Probe (DNA or RNA) (1 μl containing 100 pmol) and varying amounts (from 0.25 mg/ml to 2 mg/ml) of lysate (Human or Yeast) was added to artificial cerebral spinal fluid (ACSF, NaCl 125 mM, NaHCO₃ 26 mM, NaH₂PO₃ 1.25 mM, KCl 2.5 mM) to a total volume of 100 μl. This was incubated at 37° C. with orbital shaking for 10 minutes at which time 535 nm counts measured on a Perkins Elmer plate reader. FIG. 6 shows the concentration dependence of the splicing activity of both DNA and RNA probes (SEQ ID No. 4 and SEQ ID No. 1) using lysates. As the concentrations of the cellular lysates increases so does the incumbent concentration of TDP-43 to act on the probes, splicing them, and therefore signal increases.

Splicing Activity of Recombinant TDP-43 Using DNA Probes

DNA probe (1 μl containing 100 pmol), 1 μl of Recombinant TDP-43 and 1 μl of ATP (1 mg/mL) was added to artificial cerebral spinal fluid (ACSF, NaCl 125 mM, NaHCO₃26 mM, NaH₂PO₃ 1.25 mM, KCl 2.5 mM) to a total volume of 100 μl. This was incubated at 37° C. with orbital shaking for 10 minutes at which time 535 nm counts measured with 535 nm counts measured periodically, from 0 minutes to 31 minutes. FIG. 7 shows the increase in signal from DNA probes (SEQ ID No. 4) with only TDP-43 present. This provides clear evidence that TDP-43 is the protein responsible for acting on the probes.
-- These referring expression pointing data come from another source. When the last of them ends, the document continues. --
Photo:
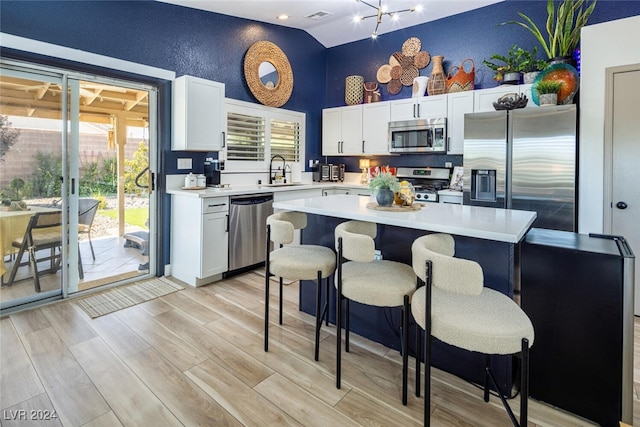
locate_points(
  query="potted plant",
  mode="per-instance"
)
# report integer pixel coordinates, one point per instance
(562, 27)
(548, 91)
(384, 185)
(508, 68)
(530, 65)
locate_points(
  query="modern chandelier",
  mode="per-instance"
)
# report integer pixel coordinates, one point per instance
(381, 11)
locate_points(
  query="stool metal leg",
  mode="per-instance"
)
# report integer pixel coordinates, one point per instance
(339, 317)
(326, 300)
(318, 314)
(427, 348)
(280, 302)
(266, 309)
(524, 383)
(487, 377)
(418, 351)
(405, 348)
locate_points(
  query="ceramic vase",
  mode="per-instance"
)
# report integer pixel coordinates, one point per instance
(384, 197)
(548, 99)
(353, 90)
(419, 86)
(511, 78)
(438, 81)
(528, 78)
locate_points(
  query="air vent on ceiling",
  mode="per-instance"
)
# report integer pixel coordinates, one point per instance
(319, 15)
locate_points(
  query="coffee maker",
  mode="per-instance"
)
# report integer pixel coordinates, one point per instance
(212, 168)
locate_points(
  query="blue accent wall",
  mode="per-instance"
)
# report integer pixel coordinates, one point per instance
(212, 46)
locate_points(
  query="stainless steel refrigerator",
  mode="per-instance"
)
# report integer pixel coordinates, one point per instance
(523, 159)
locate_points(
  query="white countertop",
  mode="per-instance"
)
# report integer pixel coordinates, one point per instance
(503, 225)
(257, 189)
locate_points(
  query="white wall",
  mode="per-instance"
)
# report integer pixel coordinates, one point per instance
(603, 45)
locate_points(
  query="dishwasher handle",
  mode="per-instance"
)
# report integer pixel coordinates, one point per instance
(253, 200)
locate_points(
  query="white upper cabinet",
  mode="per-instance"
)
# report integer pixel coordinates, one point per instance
(425, 107)
(342, 131)
(375, 128)
(459, 104)
(198, 114)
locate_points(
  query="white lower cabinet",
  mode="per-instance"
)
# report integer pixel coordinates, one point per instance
(199, 239)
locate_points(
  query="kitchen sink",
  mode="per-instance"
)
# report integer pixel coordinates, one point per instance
(283, 184)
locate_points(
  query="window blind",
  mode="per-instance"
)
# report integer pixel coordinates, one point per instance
(246, 137)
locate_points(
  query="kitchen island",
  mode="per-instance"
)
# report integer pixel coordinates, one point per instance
(489, 236)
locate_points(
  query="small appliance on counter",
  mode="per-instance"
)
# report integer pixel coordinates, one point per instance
(337, 172)
(327, 172)
(212, 168)
(321, 172)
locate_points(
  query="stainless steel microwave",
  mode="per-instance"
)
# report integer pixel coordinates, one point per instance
(417, 136)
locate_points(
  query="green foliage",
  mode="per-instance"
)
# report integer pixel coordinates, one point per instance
(385, 180)
(548, 86)
(132, 216)
(98, 179)
(517, 60)
(134, 167)
(562, 27)
(528, 61)
(8, 135)
(46, 176)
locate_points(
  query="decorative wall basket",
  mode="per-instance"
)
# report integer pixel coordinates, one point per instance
(274, 95)
(371, 92)
(403, 66)
(459, 79)
(438, 82)
(353, 90)
(419, 86)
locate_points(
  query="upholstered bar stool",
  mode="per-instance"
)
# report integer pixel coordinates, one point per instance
(455, 307)
(361, 278)
(296, 262)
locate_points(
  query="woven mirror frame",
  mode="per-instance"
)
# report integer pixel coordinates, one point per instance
(258, 53)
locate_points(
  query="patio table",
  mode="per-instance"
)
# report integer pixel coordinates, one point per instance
(13, 224)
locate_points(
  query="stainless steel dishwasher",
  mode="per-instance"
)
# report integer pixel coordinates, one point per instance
(247, 229)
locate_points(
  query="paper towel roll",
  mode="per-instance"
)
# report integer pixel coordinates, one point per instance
(296, 172)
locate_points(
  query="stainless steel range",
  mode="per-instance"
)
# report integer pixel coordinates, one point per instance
(426, 181)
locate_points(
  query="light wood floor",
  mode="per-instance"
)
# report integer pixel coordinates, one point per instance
(113, 262)
(196, 357)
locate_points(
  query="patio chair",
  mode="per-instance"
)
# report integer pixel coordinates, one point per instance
(43, 232)
(87, 209)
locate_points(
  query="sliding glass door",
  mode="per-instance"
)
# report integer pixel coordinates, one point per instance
(82, 146)
(31, 166)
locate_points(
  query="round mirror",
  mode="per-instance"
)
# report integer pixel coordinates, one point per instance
(268, 75)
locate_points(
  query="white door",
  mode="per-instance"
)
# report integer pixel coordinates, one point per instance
(625, 163)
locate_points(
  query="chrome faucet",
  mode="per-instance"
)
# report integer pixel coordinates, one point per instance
(284, 165)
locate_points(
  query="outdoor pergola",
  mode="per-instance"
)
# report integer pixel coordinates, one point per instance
(100, 103)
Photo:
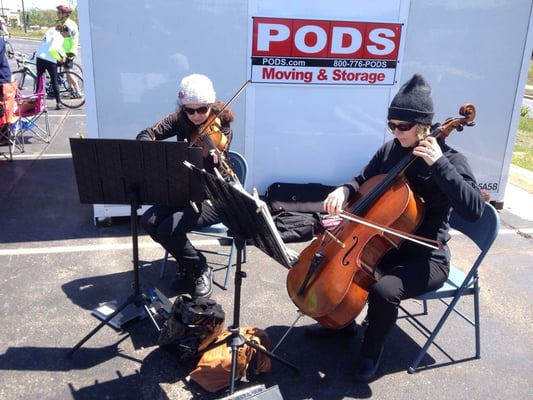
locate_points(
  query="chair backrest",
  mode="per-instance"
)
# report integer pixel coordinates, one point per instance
(482, 232)
(238, 164)
(8, 103)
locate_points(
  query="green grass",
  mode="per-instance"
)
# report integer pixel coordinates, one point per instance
(523, 148)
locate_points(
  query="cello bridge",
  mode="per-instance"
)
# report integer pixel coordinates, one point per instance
(334, 238)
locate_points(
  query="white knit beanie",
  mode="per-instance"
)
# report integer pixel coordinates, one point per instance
(196, 89)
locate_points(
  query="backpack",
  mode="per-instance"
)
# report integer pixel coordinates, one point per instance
(297, 226)
(213, 371)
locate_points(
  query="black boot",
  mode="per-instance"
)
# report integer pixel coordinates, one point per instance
(182, 280)
(203, 282)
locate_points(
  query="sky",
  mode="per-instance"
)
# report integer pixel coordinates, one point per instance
(28, 4)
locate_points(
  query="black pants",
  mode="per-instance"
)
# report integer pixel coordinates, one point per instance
(403, 276)
(169, 226)
(51, 67)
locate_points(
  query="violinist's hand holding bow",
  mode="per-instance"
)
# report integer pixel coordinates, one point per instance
(214, 156)
(429, 150)
(335, 200)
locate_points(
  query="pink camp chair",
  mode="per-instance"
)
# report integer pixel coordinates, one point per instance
(30, 109)
(9, 121)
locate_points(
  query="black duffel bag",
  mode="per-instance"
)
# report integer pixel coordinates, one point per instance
(297, 197)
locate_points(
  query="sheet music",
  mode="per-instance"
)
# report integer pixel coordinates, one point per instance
(246, 215)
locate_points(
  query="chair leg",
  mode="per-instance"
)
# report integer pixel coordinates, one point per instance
(476, 319)
(230, 264)
(163, 266)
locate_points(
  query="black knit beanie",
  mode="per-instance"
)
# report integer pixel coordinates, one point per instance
(413, 102)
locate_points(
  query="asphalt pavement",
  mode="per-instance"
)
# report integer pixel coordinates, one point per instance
(57, 266)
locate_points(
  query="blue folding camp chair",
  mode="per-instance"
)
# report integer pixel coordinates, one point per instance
(482, 233)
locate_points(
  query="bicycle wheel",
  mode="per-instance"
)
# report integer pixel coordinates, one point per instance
(70, 90)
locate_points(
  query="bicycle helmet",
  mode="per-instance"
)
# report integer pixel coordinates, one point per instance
(64, 9)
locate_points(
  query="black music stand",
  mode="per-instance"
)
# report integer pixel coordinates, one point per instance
(114, 171)
(249, 220)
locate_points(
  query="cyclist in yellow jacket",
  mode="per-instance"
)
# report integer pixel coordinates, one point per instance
(71, 39)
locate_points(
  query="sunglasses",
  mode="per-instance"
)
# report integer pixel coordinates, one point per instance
(405, 126)
(199, 110)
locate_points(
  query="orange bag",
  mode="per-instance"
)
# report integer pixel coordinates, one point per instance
(213, 371)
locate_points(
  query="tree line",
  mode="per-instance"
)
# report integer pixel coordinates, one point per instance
(35, 16)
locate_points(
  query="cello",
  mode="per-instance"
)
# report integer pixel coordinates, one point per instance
(333, 275)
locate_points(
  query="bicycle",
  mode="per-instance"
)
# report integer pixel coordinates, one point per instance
(70, 91)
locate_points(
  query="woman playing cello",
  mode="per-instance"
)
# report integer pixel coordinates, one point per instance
(443, 179)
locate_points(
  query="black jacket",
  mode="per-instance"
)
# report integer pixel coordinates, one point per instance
(448, 183)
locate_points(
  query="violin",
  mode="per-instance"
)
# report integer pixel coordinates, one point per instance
(333, 275)
(213, 140)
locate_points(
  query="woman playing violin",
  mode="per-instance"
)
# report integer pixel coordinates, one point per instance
(169, 225)
(442, 177)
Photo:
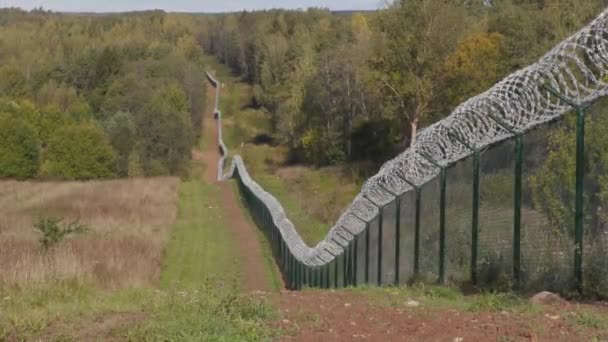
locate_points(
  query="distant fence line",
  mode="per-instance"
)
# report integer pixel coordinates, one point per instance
(451, 207)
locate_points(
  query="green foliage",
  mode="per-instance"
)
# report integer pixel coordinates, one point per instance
(12, 82)
(19, 148)
(79, 151)
(210, 313)
(166, 132)
(120, 129)
(103, 66)
(54, 230)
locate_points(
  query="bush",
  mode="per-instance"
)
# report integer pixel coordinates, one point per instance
(79, 152)
(19, 150)
(54, 230)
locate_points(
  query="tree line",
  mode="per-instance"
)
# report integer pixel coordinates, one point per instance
(84, 97)
(358, 87)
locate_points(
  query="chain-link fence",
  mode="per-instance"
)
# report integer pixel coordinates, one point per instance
(496, 194)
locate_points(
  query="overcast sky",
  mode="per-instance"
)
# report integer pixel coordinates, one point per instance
(186, 5)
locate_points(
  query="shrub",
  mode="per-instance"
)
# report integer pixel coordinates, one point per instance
(54, 230)
(79, 152)
(19, 150)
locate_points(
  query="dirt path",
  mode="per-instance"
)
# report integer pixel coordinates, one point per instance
(343, 316)
(252, 260)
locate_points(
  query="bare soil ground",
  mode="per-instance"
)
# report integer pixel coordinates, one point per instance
(343, 316)
(128, 221)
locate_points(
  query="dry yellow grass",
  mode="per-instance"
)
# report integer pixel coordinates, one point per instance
(129, 223)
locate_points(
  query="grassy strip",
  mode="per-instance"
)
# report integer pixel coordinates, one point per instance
(312, 198)
(200, 246)
(272, 271)
(73, 311)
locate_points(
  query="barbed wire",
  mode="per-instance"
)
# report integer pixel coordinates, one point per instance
(576, 68)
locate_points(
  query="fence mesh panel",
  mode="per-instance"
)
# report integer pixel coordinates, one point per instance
(573, 71)
(408, 229)
(547, 250)
(459, 208)
(373, 250)
(389, 238)
(595, 232)
(495, 249)
(340, 267)
(360, 266)
(429, 230)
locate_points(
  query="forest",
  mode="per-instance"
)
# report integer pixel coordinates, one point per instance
(98, 97)
(121, 95)
(338, 87)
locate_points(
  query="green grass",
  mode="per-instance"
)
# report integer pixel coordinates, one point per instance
(207, 313)
(63, 310)
(200, 246)
(438, 297)
(272, 271)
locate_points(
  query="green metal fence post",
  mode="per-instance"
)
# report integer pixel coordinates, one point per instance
(475, 218)
(442, 207)
(397, 233)
(517, 199)
(580, 179)
(336, 271)
(416, 225)
(417, 233)
(327, 275)
(352, 262)
(517, 214)
(380, 217)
A peak in activity is seen at approximately 20 minutes, following this the signal is lost likely due to cellular degradation. It is noteworthy that this experiment was attempted without the addition of ATP and produced no signal, leading to the conclusion that this process is ATP dependant as would be expected of splicing activity.
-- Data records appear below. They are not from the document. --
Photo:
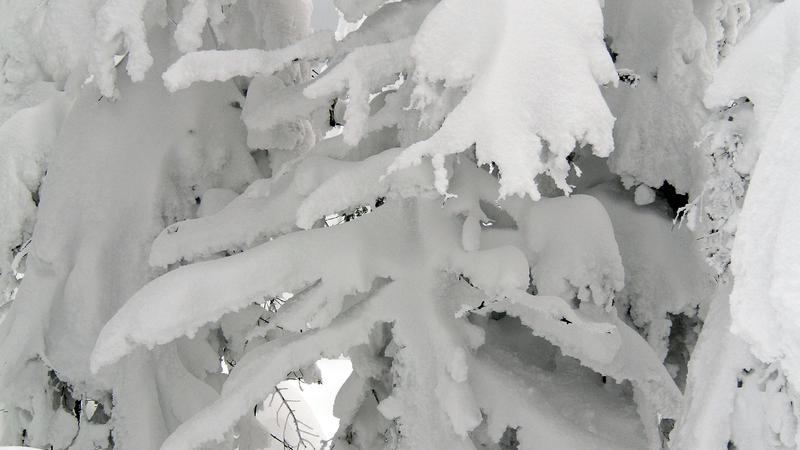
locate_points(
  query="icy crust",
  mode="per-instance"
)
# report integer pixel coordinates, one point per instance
(767, 276)
(525, 131)
(221, 65)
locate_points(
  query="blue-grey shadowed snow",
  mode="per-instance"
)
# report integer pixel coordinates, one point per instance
(325, 16)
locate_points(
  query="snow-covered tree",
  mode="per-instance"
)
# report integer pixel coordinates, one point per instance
(527, 223)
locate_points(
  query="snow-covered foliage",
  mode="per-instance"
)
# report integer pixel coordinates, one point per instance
(528, 224)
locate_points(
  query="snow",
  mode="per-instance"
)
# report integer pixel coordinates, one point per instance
(763, 260)
(526, 41)
(221, 65)
(182, 256)
(361, 72)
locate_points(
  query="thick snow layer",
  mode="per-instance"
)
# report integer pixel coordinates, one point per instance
(670, 50)
(118, 172)
(664, 270)
(221, 65)
(510, 56)
(764, 261)
(717, 361)
(361, 72)
(26, 140)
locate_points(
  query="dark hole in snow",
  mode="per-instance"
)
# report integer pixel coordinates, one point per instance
(509, 439)
(665, 426)
(497, 315)
(674, 200)
(683, 333)
(608, 40)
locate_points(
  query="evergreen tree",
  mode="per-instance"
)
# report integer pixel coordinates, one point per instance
(528, 224)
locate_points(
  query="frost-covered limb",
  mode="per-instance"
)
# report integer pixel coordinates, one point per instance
(220, 286)
(221, 65)
(360, 184)
(188, 33)
(120, 20)
(764, 254)
(542, 415)
(257, 374)
(526, 131)
(362, 72)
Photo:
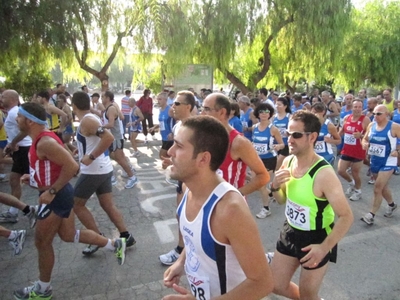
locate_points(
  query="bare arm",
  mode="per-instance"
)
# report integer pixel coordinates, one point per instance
(335, 137)
(243, 149)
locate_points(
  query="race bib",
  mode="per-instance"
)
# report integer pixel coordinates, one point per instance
(261, 148)
(298, 216)
(32, 181)
(377, 150)
(349, 139)
(162, 126)
(320, 147)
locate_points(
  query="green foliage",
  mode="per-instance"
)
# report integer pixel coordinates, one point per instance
(28, 82)
(371, 52)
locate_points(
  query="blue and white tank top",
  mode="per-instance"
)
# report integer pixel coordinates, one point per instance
(166, 123)
(282, 125)
(381, 144)
(321, 147)
(102, 164)
(212, 268)
(134, 119)
(246, 122)
(263, 141)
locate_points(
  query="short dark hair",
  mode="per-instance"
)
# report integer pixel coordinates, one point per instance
(44, 94)
(264, 91)
(319, 107)
(35, 109)
(209, 135)
(222, 101)
(81, 100)
(63, 97)
(310, 121)
(285, 102)
(264, 106)
(235, 107)
(189, 98)
(110, 95)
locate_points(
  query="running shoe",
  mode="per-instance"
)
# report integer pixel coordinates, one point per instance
(169, 258)
(130, 241)
(131, 182)
(90, 249)
(390, 210)
(7, 217)
(350, 189)
(125, 175)
(355, 196)
(120, 247)
(113, 180)
(32, 216)
(263, 213)
(18, 241)
(33, 292)
(368, 218)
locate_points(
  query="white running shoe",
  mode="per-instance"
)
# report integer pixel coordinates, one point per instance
(131, 182)
(169, 258)
(355, 196)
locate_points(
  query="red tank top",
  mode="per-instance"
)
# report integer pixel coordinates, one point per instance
(233, 171)
(352, 146)
(43, 172)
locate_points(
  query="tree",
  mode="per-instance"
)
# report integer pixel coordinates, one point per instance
(245, 40)
(372, 48)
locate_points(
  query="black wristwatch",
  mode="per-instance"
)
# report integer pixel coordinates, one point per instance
(52, 191)
(100, 130)
(272, 189)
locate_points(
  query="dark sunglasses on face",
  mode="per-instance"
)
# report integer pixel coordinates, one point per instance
(176, 103)
(265, 111)
(296, 135)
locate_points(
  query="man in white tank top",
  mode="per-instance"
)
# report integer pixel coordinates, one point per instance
(217, 259)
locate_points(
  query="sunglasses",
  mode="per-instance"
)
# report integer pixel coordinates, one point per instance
(176, 103)
(296, 135)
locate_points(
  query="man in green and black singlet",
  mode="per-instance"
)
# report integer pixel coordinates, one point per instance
(308, 186)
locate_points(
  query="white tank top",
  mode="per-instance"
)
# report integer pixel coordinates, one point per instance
(102, 164)
(212, 268)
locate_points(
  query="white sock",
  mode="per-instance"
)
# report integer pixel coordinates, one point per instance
(109, 245)
(13, 210)
(12, 235)
(43, 286)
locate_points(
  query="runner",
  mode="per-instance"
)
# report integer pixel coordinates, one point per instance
(381, 141)
(52, 167)
(208, 216)
(307, 185)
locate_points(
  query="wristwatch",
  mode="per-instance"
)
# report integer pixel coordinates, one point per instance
(272, 189)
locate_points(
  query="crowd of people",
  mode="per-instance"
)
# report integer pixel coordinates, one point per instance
(284, 146)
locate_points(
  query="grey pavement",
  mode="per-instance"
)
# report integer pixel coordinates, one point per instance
(368, 264)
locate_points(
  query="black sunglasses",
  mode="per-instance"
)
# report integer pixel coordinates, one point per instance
(296, 135)
(176, 103)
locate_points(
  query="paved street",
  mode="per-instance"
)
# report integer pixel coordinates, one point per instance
(368, 260)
Splicing Activity of Human CSF and Recombinant TDP-43 Using DNA Probes, Independently and Collectively

DNA probe (1 μl containing 100 pmol), 1 μl of Recombinant TDP-43 and 1 μl of ATP (1 mg/mL) was added to artificial cerebral spinal fluid (ACSF, NaCl 125 mM, NaHCO₃26 mM, NaH₂PO₃ 1.25 mM, KCl 2.5 mM) to a total volume of 100 μl. Simultaneously, DNA probe (1 μl containing 100 pmol) was added to Human cerebral spinal fluid (both with and without the addition of the recombinant TDP-43) to a total volume of 100 μl. This was incubated at 37° C. with orbital shaking for 10 minutes at which time 535 nm counts measured with 535 nm counts measured periodically, from 0 minutes to 31 minutes. FIG. 8 shows the recombinant data from FIG. 7 alongside the increase in signal from DNA probes (SEQ ID No. 4) in the human CSF with and without the addition of TDP43. Here we see a similar trend in peak signal for all groups, with peak activity at approximately 20 minutes. Although Human CSF alone has a relatively lower signal, this would be expected given that cellular concentrations of TDP-43 in the cell line used are known to be very low. When rTDP-43 is added to the Human CSF (additive to its native concentration) a predicted signal increase is seen. However, this signal increase is not as high as when the rTDP-43 acts alone, again this is correlates well with current understanding as TDP-43 is responsible for many cellular roles is it likely that any additional TDP-43 would not be entirely ‘focused’ on the role of splicing, whereas in samples where the only actionable role for rTDP-43 is the available probe, a ‘focused’ or sole action of TDP-43 is being carried out and so signal would therefore higher.